Let $R > 1$ and $\lambda \in \mathbb{R}$ be such that $$ \int_{1}^R \mathrm{tanh}(\frac{\lambda x}{2}) \frac{d x}{x} = \log R -2. $$ Then standard techniques in large deviation theory yield $$ \frac{1}{n} \log | \{ I \subseteq [n R^{-1},n] | \sum_{i \in I} \frac{1}{i} \leq 1 \} | \longrightarrow \int_{1}^R \phi(\lambda x)\frac{d x}{x^2} $$ where $\phi(u) = \log2 +\log \cosh (\frac{u}{2}) - \frac{u}{2} = \log(1 + e^{-u})$. For $R = e^2$ one has $\lambda =0$ and the limit is $(1 - e^{-2})\log 2$ : this recovers Lucia's first result.
Moreover, letting $R$ tend to infinity, then $\lambda$ tends to Lucia's constant $\alpha$, and the limit integral matches Lucia's upper bound. In particular Lucia's "second guess" was correct.

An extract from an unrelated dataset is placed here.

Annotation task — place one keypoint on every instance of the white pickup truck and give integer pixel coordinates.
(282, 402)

EDIT: Some details about the said "standard techniques". Let $(X_i)_i$ be independent Bernoulli random variable ($= \pm 1$ with probability $1/2$), and let $(t_i)_{i=1}^n$ be positive real numbers lying in a fixed interval $(-R,R)$. We are going to study the probability that $S = \sum_{i=1}^n t_i X_i$ is $\geq c$, for some $c \in \mathbb{R}$. Let $\lambda \in \mathbb{R}$ be such that $$ \frac{1}{n} \sum_{i=1}^n t_i \tanh(\lambda t_i) = c. $$ This amounts to say that $E[\frac{1}{n} S e^{\lambda S}] = c E[e^{\lambda S}]$. Such a $\lambda$ exists as soon as $|c| < \frac{1}{n} \sum_{i=1}^n t_i$. One checks that $$ E[(\frac{1}{n} S)^2 e^{\lambda S}]E[e^{\lambda S}]^{-1} = c^2 + \frac{1}{n^2} \sum_{i=1}^n t_i^2(1- \tanh(\lambda t_i)^2) $$ so that the variance of $\frac{1}{n} S$ w.r.t. the measure weighted by $e^{\lambda S} E[e^{\lambda S}]^{-1}$, is at most $R^2 n^{-1}$. In particular $$ E[ \mathbb{1}_{\frac{1}{n} S \in [c,c+\epsilon]} e^{\lambda S}] E[e^{\lambda S}]^{-1} = \frac{1}{2} + O(R^2 \epsilon^{-2} n^{-1}). $$ Thus $$ P( S \geq nc) \geq e^{-n \lambda (c+\epsilon)}E[ \mathbb{1}_{\frac{1}{n} S \in [c,c+\epsilon]} e^{\lambda S}] = e^{-n \lambda (c+\epsilon)} E[e^{\lambda S}] \left( \frac{1}{2} + O(R^2 \epsilon^{-2} n^{-1}) \right) $$ On the other hand $$ P( S \geq nc) \leq e^{-n \lambda c} E[e^{\lambda S}] $$ so that $$ \frac{1}{n} \log P( S \geq nc) = - \lambda c + \frac{1}{n} \log E[e^{\lambda S}] + o_{R}(1) $$ For the application above, just use $t_i = \frac{n}{2i}$ (indexed by $i$ between $n R^{-1}$ and $n$) and $c = \frac{1}{2} \sum_{n R^{-1} < j \leq n} \frac{1}{j} - 1$.